I’m seeing the slave process quit, seemingly randomly, in both GUI and nogui modes. The very last thing in the output in Terminal.app is :
Illegal instruction: 4
Meanwhile, the rendering process (lwsn) continues untracked.
The logs show nothing unusual - just the usual LWSN readout of the form :
0: STDOUT: Rendering frame 234, segment 1/1, pass 1/1.
The last line in console.app, seemingly just before the crash, is :
07/12/2011 21:05:34.863 [0x0-0x2e02e0].net.deadline.DeadlineMonitor: Attempting to contact Deadline Pulse (Ermintrude.local)…
I checked and Pulse is still apparently running. Prior attempts to connect to Pulse on nodes show no issues, so I wonder if there is a subtle crash if Pulse fails to respond in a timely manner…

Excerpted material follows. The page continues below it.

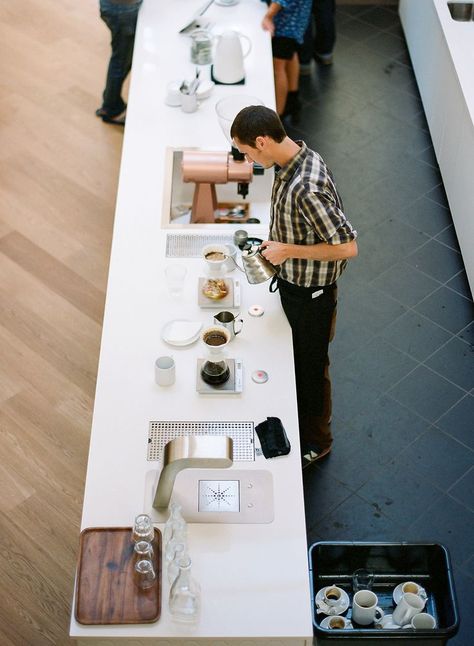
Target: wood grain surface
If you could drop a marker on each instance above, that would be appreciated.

Strange. Googling this turns up nothing useful, and that error doesn’t give us much to go off of. Does it only happen in the middle of a LW render? Are they “heavy” renders?
They are heavy renders. Each node is looking for around 20 GB of RAM, but none of them have anything like that much. That said, disk thrashing appears to be minimal, so it seems that a lot of the dataset is being generated, but not utilised (one of the 3rd party components generates data that is not evaluated during render, but it would take a rewrite to improve the efficiency there). The systems seem stable and LWSN doesn’t fail at all, just the DL slave process.
Render times vary, but average something like 1-2 hours per frame.
I’m guessing that the system is hitting its memory limit, and then when the Slave goes to allocate some new memory, it explodes…
Except that I can quite happily fire up any other application on the system without suffering the same ill effects and the failure of the slave doesn’t seem to be correlated with any event that I can isolated - the render process continues happily. Indeed, I can also have Monitor up and running and it doesn’t go down when the slave process fails.
(Most of what is paged out seems to be unused - there’s little evidence of disk thrashing on any of the nodes or the workstations despite the heavy page file.)